Multipolar ordering arising from the interplay between crystalline electric field (CEF) effects and magnetic interactions has been gaining more attention in 4f systems. In this work, we explore this possibility in the chiral magnets RENi3Ga9 (RE = Tb, Dy and Ho; x = 0.15 and 0.30) through Y-dilution. We present tem-perature-dependence of the M/H curves, isothermal magnetization and heat-capacity experiments. Single crystalline samples grown by Ga self flux allow us to measure the magnetic properties for different crys-tallographic directions. X-ray diffraction patterns analyzed by Rietveld method indicate that all samples crystallize in a trigonal ErNi3Al9-type structure with space group R32. Our results are consistent with an antiferromagnetic order with transition temperatures TN < 20 K for all the studied samples, which decrease gradually with Y-substitution. By using a mean field model including anisotropic near-and next-near-neighbors magnetic interactions and the trigonal CEF Hamiltonian, we are able to study in detail the evolution of the crystal-field scheme and magnetic couplings for these compounds.
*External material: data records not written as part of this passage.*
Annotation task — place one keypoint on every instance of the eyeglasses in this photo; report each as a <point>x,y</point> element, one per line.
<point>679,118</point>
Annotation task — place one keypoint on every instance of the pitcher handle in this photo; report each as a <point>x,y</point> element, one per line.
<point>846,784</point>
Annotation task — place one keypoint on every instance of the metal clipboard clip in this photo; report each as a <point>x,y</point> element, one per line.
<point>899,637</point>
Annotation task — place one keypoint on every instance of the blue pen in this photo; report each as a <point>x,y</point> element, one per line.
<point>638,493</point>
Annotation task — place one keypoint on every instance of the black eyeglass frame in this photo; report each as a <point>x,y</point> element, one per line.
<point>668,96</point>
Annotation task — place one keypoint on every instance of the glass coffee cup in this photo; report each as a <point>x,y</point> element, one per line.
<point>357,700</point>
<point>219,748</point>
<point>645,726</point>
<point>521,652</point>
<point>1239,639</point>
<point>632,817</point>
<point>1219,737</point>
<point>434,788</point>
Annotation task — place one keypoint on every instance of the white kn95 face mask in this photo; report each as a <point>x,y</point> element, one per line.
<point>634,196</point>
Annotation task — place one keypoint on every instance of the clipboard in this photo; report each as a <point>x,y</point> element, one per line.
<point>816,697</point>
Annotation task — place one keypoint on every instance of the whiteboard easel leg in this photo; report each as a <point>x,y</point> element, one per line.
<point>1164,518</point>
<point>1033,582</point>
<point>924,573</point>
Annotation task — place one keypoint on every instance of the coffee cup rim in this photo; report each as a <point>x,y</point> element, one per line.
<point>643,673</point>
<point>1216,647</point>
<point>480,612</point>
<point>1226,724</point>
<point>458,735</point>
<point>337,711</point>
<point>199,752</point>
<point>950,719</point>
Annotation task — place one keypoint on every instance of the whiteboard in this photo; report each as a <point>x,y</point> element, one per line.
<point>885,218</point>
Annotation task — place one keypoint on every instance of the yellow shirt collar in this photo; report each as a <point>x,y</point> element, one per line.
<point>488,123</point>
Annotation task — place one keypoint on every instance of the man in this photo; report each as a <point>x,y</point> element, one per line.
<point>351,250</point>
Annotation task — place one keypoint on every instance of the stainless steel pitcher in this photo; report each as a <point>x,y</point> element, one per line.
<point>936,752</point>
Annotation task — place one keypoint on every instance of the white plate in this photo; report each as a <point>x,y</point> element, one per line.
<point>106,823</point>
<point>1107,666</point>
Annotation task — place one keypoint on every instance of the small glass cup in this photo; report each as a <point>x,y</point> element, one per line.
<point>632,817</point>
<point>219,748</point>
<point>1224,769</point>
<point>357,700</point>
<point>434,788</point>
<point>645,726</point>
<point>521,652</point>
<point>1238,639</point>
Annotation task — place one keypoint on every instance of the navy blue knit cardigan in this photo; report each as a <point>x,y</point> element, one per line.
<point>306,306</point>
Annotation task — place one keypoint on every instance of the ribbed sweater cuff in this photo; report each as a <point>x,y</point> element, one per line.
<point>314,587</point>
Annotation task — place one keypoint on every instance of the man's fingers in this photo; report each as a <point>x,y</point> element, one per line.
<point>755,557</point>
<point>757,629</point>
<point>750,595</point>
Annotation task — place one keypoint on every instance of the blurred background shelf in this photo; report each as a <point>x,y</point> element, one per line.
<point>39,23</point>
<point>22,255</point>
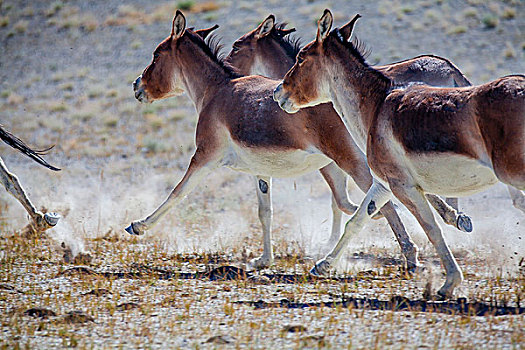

We show that the spatial charge distribution between the compounds are in agreement, increasing the confidence of the obtained CEF schemes. Finally, we compare our fittings with disorder simulations assuming that CEF effects should not evolve as a function of Y-substitution. Our results show that only disorder effects do not fully describe the experimental data, which may indicate that quadrupolar degrees of freedom indeed have a role in the magnetic properties of this family.(c) 2023 Elsevier B.V. All rights reserved.

Automated summary

In this study, the possibility of multipolar ordering in chiral magnets RENi3Ga9 (RE = Tb, Dy and Ho; x = 0.15 and 0.30) is explored through Y-dilution. Experimental results show that all samples crystallize in a trigonal ErNi3Al9-type structure, and the transition temperatures TN are all below 20 K, decreasing gradually with Y-substitution.